ACUTE CORONARY SYNDROME


WHAT ARE ACUTE CORONARY SYNDROMES?


Acute coronary syndrome (ACS) is a term used to denote any condition that occurs as a result of reduced blood supply to the heart muscle. The disorders range from a threatened heart attack, also known as unstable angina, to an actual heart attack, called myocardial infarction.

ACS IS ALSO KNOWN AS:

  • HEART ATTACK
  • UNSTABLE ANGINA
  • MYOCARDIAL INFARCTION

WHAT CAUSES ACUTE CORONARY SYNDROME?


The blood vessels that carry blood away from the heart are known as arteries. The heart supplies oxygen-rich blood to the various parts of the body through an artery called aorta. The coronary arteries that branch off from the aorta in turn carry blood to the heart muscle. Any factor that reduces the blood flow to the heart muscle, either due to blood vessel narrowing or blockage, can lead to ACS. One of the most common causes of blood vessel narrowing is atheroma formation. Atheroma refers to deposits called plaques that develop in the wall of the arteries overtime. The plaques comprise an outer hard shell with an inner fatty core. These can impede the blood flow to the heart by narrowing the arterial lumen, that is, the cavity of the arteries. Apart from atheroma, inflammation of the coronary arteries, stab wound to the heart, cocaine abuse, migrating blood clot and surgical complications are a few other conditions causing vessel blockage. Figure 1 illustrates the chambers and different arteries supplying blood to the heart.

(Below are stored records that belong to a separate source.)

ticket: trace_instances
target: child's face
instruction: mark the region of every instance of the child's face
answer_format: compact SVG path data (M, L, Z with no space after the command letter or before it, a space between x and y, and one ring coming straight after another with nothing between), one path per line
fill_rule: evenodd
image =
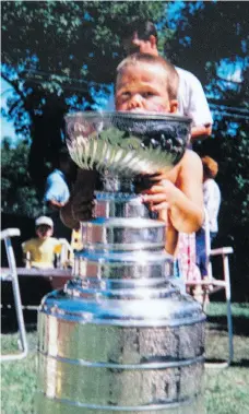
M159 64L130 64L118 75L116 109L137 113L175 113L177 100L169 100L166 74Z
M46 238L51 237L52 228L46 224L42 224L40 226L36 227L36 234L38 238L45 240Z

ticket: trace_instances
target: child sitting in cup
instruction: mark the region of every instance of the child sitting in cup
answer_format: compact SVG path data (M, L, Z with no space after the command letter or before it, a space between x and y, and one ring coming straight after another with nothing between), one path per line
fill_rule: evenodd
M178 82L175 68L162 57L131 55L117 68L116 109L177 114ZM95 171L79 169L74 193L61 210L66 225L78 227L79 221L91 220L95 177ZM166 222L165 249L176 255L178 233L197 232L203 223L201 159L187 150L173 169L159 170L154 180L142 190L143 202Z
M26 267L49 269L54 268L55 255L61 251L61 241L52 236L54 223L45 215L35 221L37 237L22 244Z

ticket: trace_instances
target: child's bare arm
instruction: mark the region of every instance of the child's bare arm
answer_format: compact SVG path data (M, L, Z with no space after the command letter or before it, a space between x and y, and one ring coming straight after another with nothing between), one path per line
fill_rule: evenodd
M81 221L92 218L96 173L79 169L69 201L60 210L66 226L78 229Z
M161 181L146 191L143 200L152 211L167 209L168 221L178 232L197 232L204 218L200 157L188 151L178 167L176 184L162 175Z

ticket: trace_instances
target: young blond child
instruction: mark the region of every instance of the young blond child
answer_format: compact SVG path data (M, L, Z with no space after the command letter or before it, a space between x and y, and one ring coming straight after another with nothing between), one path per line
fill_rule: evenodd
M26 267L48 269L54 268L55 253L60 253L61 241L52 236L54 223L50 217L40 216L35 221L34 237L22 244Z
M177 113L178 74L158 56L134 54L117 68L116 109L137 113ZM87 186L87 182L92 185ZM168 253L177 250L178 233L198 230L203 222L202 164L187 150L182 159L170 170L158 171L156 182L143 191L143 201L166 222ZM79 170L75 189L61 210L66 225L76 226L91 218L94 176ZM81 189L81 190L80 190Z

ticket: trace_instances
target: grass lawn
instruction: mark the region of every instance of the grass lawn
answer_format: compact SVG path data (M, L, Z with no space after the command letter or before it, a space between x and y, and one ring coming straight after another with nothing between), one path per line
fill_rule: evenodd
M208 309L206 356L211 359L227 355L224 304ZM205 369L206 414L249 413L249 305L233 305L234 363L226 369ZM31 353L21 362L1 366L2 414L32 414L36 388L36 332L28 333ZM16 334L2 335L2 353L16 347ZM46 413L45 413L46 414ZM199 414L199 413L192 413Z

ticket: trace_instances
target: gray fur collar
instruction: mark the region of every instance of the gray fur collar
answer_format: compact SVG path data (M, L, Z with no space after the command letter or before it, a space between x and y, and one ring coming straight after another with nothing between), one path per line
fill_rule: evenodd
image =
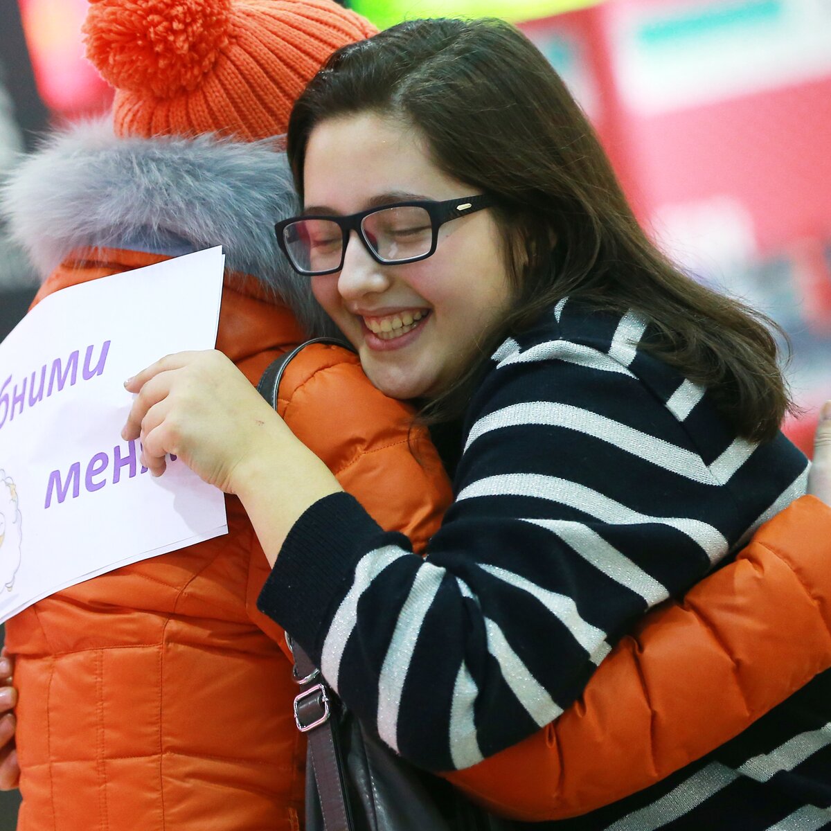
M42 278L78 248L144 238L163 251L152 248L155 235L196 250L221 244L229 269L258 278L309 332L331 331L309 281L277 246L273 224L297 204L275 150L272 140L120 139L106 121L80 124L14 170L0 211Z

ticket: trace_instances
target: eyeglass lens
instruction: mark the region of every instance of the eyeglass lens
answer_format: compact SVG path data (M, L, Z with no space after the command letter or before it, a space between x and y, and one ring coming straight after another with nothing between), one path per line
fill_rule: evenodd
M415 205L374 211L364 217L361 228L366 244L387 263L421 257L433 243L430 214ZM328 271L341 266L343 233L331 219L300 219L286 227L283 238L296 268Z

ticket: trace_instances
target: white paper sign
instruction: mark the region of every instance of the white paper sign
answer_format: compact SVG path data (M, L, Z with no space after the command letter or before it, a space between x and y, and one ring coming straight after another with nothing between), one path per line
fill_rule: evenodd
M154 479L120 437L125 379L215 344L224 265L210 248L65 288L0 343L0 621L228 533L219 490L179 460Z

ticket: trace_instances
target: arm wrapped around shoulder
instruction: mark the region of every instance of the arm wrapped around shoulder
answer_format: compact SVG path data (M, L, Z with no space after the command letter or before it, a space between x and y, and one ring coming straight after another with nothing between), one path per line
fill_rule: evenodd
M701 758L831 666L829 563L831 509L802 497L682 603L647 615L555 722L445 778L498 814L539 822Z

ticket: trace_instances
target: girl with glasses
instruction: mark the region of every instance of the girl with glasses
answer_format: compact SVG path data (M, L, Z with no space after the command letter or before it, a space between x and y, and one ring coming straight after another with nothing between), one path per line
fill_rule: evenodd
M381 739L475 769L804 492L770 324L656 249L558 76L499 21L339 50L288 150L303 212L281 247L371 382L441 428L455 499L426 559L215 354L131 379L124 436L155 474L174 452L239 495L274 563L261 608ZM737 827L728 804L742 828L822 827L829 683L573 827Z

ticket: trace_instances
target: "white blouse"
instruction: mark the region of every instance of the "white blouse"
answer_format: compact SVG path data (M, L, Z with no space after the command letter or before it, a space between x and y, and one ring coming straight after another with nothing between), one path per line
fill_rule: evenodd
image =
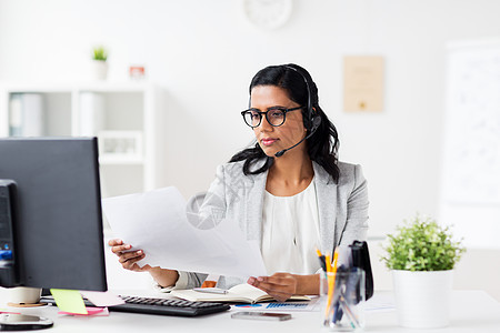
M314 274L319 269L319 213L314 180L292 196L264 192L262 258L271 275L276 272Z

WHAT IS MEANT BY UNSTABLE ANGINA AND MYOCARDIAL INFARCTION?


Unstable angina

Chest pain that occurs as a consequence of reduced blood supply to the heart is termed as angina. Unstable angina occurs as a result of lack of blood flow to the heart muscles. However, the heart muscle is not damaged. Unlike pain with stable angina, which gets better with rest, the symptoms of unstable angina typically occur at rest. The pain persists despite taking medications. Unstable angina is thus equivalent to a threatened heart attack and must be attended to immediately.

Myocardial infarction

A myocardial infarction (MI) is what is commonly known as a heart attack. This occurs as a result of clot formation subsequent to a plaque rupture. The clot can completely block the artery and cut off the blood supply to a portion of the heart muscle. Thus, if not treated at the earliest, it can lead to damage and death of the respective heart muscle. Occasionally, spasm of coronary arteries can also lead to a heart attack.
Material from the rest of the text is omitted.